4.受賞者へのケアが必要 − コンペ部門(下) −

2007/10/28

 エラン・コリリンの「迷子の警察音楽隊」は、アラブ文化センターの開館祝いのファンファーレを演奏するためにイスラエルを訪れたエジプトの警察音楽隊が、ちょっとした不運と手違いから、砂漠の真ん中にある小さな町で迷子になってしまう、というもの。イスラエルとエジプトという仇敵の国の国民が、究極の状況で裸の人間同士として触れ合うさまを描いた、暖かいユーモアのある作品でした。

 「エリック・ニーチェの若き日々」は、デンマークの王立映画学校の入学試験に偶然合格した落第生エリック・ニーチェが、エリート主義の教授やクラスメートたちを相手に悪戦苦闘しながら映画監督になるまでを描いたもの。脚本はラース・フォン・トリアーで、ナレーションも彼が担当していますが、自らの体験を元にしたと思うのは間違い。トリアーは開校以来の天才と言われた人ですから、これはフェイク自叙伝と思った方がよさそう。ただし、監督したトリアーの後輩にあたるヤコブ・トゥエセンにはトリアーほどの才気はなかったようで、それがちょっと残念でした。

 「誰かを待ちながら」は、「明るい瞳」が日本公開中のエリック・ボネルの新作で、妻と離婚した後、毎週同じ娼婦と同じホテルで過ごすカフェの主人(ジャン=ピエール・ダルッサン)、彼の妹で、仕事が忙しく、なかなか相手をしてくれない夫に不満を感じている教師(エマニュエル・ドゥヴォス)、ふらりと町に舞い戻ってきた青年たちを主人公に、静かな町に住む平凡な人々のささやかな欲望と孤独を描いたもの。感じのいい映画でしたが、もう少し毒があった方が映画としての輪郭が出てきたように思いました。

 「青い瞼」は今年のカンヌ映画祭の批評家週間に出品されていた作品で、メキシコのエルネスト・コントレーラスの長編デビュー作。ユニフォーム会社に勤める孤独な娘が、会社の創立記念のクジで、海辺のリゾートで1週間過ごせるペア・チケットを当てたものの、誰も一緒に行ってくれる人を見つけられず、町で偶然声をかけられた、昔のクラスメートだと名のる男を誘うが…、というストーリー。荒涼とした孤独感の描写に、思わず2004年に東京グランプリを受賞したフアン・パブロ・レベージャとパブロ・ストールの「ウィスキー」を連想しました(昨年レベージャが自殺したのは、ファンとして本当に残念なニュースでした)が、彼らほど達観したユーモアが見られないのは、コントレーラスがまだ若いからかもしれません。
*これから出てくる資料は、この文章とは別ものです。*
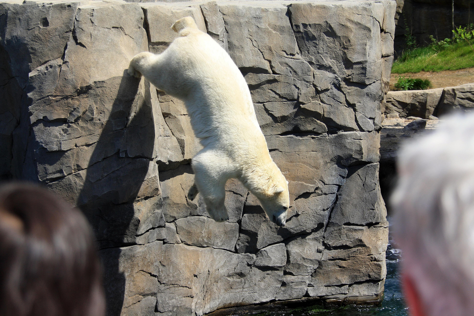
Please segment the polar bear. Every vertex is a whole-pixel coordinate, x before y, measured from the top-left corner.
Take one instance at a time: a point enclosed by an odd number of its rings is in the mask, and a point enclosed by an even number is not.
[[[270,220],[284,226],[290,206],[288,182],[270,157],[242,73],[191,17],[171,28],[179,36],[169,47],[159,55],[137,54],[128,72],[143,75],[184,103],[204,147],[192,160],[194,183],[188,198],[201,193],[210,217],[227,220],[226,182],[237,178],[259,199]]]

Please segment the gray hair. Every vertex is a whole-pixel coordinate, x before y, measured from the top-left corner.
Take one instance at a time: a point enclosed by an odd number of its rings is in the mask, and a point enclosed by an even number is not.
[[[429,316],[474,315],[474,115],[400,151],[390,202],[403,272]]]

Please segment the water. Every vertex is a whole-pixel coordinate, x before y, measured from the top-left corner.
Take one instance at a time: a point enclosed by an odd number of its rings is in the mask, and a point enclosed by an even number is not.
[[[400,250],[392,246],[389,237],[385,258],[387,277],[384,298],[378,306],[347,305],[329,308],[320,306],[301,307],[284,311],[269,311],[235,316],[407,316],[408,310],[400,288],[399,263],[401,259]]]

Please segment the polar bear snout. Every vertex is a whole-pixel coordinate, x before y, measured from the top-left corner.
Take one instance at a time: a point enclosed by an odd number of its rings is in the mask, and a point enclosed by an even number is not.
[[[284,226],[286,224],[286,214],[285,214],[284,217],[276,217],[273,215],[273,219],[272,221],[278,226]],[[282,217],[284,217],[284,218],[282,218]]]
[[[283,207],[283,209],[278,213],[274,213],[268,217],[270,220],[278,226],[284,226],[286,224],[286,215],[288,208]]]

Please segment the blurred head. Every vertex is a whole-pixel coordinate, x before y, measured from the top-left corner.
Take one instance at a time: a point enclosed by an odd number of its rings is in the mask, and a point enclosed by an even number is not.
[[[453,117],[401,151],[392,196],[412,315],[474,310],[474,116]]]
[[[45,189],[0,187],[0,315],[102,316],[93,235]]]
 映画祭が始まったとたんに忙しくなってしまって、全作品を追いきれなかったのですが、中で私が好きだったのは、リー・チーシアンの「思い出の西幹道」でした。1978年、中国北部の小さな町を舞台に、軍医を父に持つ年の離れた兄弟と、二人が同時に好きになってしまう北京から来た美少女とのふれあいを描いたもの。ロウ・イエの「ふたりの人魚」や田壮壮の「呉清源」などの撮影監督を務めたワン・ユーのカメラがすばらしく、美少女を演じた中央戯劇学院の4年生のシェン・チアニーがテレビ出演の経験がある以外は、すべてアマチュアを起用したリー監督の演出とがあいまって、独特の世界を作り出していました。写真は、渋谷の東急Bunkamuraで開かれた記者会見の模様で、左から主演のシェン・チアニー、監督のリー・チーシアン、脚本のリー・ウェイの各氏。弟のキャラクターには監督自身の子供時代が投影されているそうです。また1978年という時代設定について、文化大革命は終わったものの、改革開放はまだ始まっておらず、前進を続けてきた世の中の動きが止まり、先が見えなくなった不安の年。1978年のリズム、当時の人々の考え方は映画が描いた通り、とのことでした。

 さて、今年はどの作品が受賞するでしょうか。実は、昨年の第19回で東京サクラグランプリを受賞したのは、「OSS117 カイロ、スパイの巣窟」というパロディ版スパイ映画でした。このまったくの娯楽映画の受賞に首をひねった人も多いと思いますが、私もその一人。最終日に、受賞者と審査員の記者会見に出向いたとき、ヴェネチアで別れたばかりのガリン・ヌグロホにばったり会い、彼と話すことができたのと、ヴェネチア映画祭ディレクターのマルコ・ミュラーとも会ったので、彼ら審査員がなぜこの映画を選んだのか、その真意をうかがい知ることが出来ました。それは、推察するに、コンペティションのレベルの低さへの審査員からの異議申し立て、だと思われました。観客賞を受賞し、その後アカデミー賞も受賞した「リトル・ミス・サンシャイン」ではなく、わざわざ「OSS117」を最高賞に選んだのはなぜか。「OSS 117」がグランプリ受賞作として東京映画祭の歴史に永遠に刻まれることに、審査員たちの痛烈な批判が感じとれたのです。

 今年の審査員長のアラン・ラッドJrは、昨年のジャン=ピエール・ジュネほどの皮肉屋でないことは確かでしょうし、その他の審査員の顔ぶれからみても、礼儀正しい受賞結果が出るとは思います。けれども、どんなにすばらしい作品が選ばれても、今までのように、その後のケアをほったらかしにしては、どんどん他の映画祭に才能をとられていってしまうだけ。受賞者を映画祭の財産にするには、引き続き彼らの活躍を見守り、必要ならば支援することで、つながりを固め、継続していくことです。そして、それこそが東京の最も欠けている視点であると私は思います。

筆者紹介

齋藤敦子さん 映画評論家。パリで映画編集を学んだ。フランス映画社宣伝部から90年にフリーとなる。G・ノエ、グリーナウェイの諸作品を字幕翻訳。最新作は「麦の穂をゆらす風」。「ピアノ・レッスン」(新潮文庫)「奇跡の海」(幻冬舎文庫)などの翻訳書も。